59 4D 53 47 00 0F 00 00 13 00 57 00 00 00 00 00 00 00 00 31 C0 80 69 64 61 70 6C
75 67 69 6E 31 32 33 34 35 C0 80

The call to wpurple_read makes this function a good candidate to start reverse engineering. The function copies the data into another buffer, makes sure it’s longer than four bytes, and then drops into the main processing blocks. The first protocol processing block is shown in Figure 7.26.
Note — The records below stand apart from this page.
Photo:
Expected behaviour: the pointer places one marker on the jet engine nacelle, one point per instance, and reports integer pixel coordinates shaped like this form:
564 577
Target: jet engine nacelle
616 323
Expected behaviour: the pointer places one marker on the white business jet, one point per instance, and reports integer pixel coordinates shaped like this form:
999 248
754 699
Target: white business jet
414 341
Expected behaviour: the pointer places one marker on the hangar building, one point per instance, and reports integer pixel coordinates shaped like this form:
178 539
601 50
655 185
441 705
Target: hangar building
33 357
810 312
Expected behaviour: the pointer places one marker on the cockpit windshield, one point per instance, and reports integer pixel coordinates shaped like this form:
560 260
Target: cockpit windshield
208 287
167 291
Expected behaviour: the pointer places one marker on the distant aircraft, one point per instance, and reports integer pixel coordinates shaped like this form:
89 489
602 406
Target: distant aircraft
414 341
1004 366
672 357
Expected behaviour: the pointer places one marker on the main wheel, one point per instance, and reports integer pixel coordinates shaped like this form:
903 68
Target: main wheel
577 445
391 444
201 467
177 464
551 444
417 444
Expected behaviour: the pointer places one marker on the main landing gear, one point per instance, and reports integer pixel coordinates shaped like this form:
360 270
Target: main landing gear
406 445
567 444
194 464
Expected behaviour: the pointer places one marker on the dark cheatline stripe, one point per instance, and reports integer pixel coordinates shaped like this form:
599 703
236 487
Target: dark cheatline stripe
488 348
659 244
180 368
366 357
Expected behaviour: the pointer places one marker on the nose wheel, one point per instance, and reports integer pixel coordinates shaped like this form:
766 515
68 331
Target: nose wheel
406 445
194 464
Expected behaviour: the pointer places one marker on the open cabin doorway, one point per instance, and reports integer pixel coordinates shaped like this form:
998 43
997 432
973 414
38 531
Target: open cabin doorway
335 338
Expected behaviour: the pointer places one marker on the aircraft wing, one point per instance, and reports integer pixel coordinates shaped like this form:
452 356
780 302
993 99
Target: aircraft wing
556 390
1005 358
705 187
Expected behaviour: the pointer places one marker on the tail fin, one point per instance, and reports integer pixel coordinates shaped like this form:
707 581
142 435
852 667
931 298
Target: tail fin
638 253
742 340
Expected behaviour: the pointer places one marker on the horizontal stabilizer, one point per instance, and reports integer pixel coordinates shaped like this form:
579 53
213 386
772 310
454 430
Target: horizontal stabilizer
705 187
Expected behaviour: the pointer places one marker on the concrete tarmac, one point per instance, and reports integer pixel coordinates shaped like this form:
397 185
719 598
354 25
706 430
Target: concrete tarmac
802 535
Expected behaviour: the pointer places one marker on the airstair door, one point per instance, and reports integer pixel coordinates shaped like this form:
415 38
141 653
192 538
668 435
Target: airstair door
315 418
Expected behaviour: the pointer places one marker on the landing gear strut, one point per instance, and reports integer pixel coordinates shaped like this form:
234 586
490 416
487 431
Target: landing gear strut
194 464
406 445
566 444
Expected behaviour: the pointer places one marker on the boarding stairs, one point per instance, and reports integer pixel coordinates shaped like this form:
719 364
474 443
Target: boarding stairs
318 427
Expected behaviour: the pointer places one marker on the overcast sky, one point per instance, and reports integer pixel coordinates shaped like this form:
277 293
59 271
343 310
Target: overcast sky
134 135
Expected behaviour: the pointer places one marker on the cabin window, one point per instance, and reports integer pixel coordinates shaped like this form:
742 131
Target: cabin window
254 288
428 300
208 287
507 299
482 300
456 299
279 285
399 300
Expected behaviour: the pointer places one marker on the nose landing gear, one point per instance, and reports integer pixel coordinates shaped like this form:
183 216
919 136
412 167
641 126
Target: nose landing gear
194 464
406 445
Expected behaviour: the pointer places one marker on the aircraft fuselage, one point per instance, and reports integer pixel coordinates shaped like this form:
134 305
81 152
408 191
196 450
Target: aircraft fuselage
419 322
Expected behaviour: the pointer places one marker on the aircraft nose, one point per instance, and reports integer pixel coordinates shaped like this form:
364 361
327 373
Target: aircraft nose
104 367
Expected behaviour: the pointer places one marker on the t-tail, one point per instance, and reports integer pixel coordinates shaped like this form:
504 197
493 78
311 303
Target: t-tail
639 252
First Protocol Processing Block

Figure 7.26. First Protocol Processing Block

It compares the first four bytes of the read buffer to the string “YMSG” and exits if it doesn’t match. The YMSG must be used as a magic number, as shown in Figure 7.27.

YMSG Magic Number

Figure 7.27. YMSG Magic Number

The next check looks like a length field. It pulls bytes 8 and 9 out of the packet, shifts byte 8 to the left, and adds them together. So we can guess that the length field is a big-endian short. That leaves our structure something like:

struct login_packet{
       char Magic[4];         /*Always YMSG*/
       char unknown1;
       char unknown2;
       char unknown3;
       char unknown4;
       unsigned short Len;    /*Big Endian*/
}

The process and number of function calls involved is greater in the Yahoo! Instant Messenger protocol than in the example protocol used earlier in the chapter, but extracting the protocol from the binary is the same. Input comes from a read and then is processed through a set of function calls. With a little work, you should be able to reverse the rest of the protocol.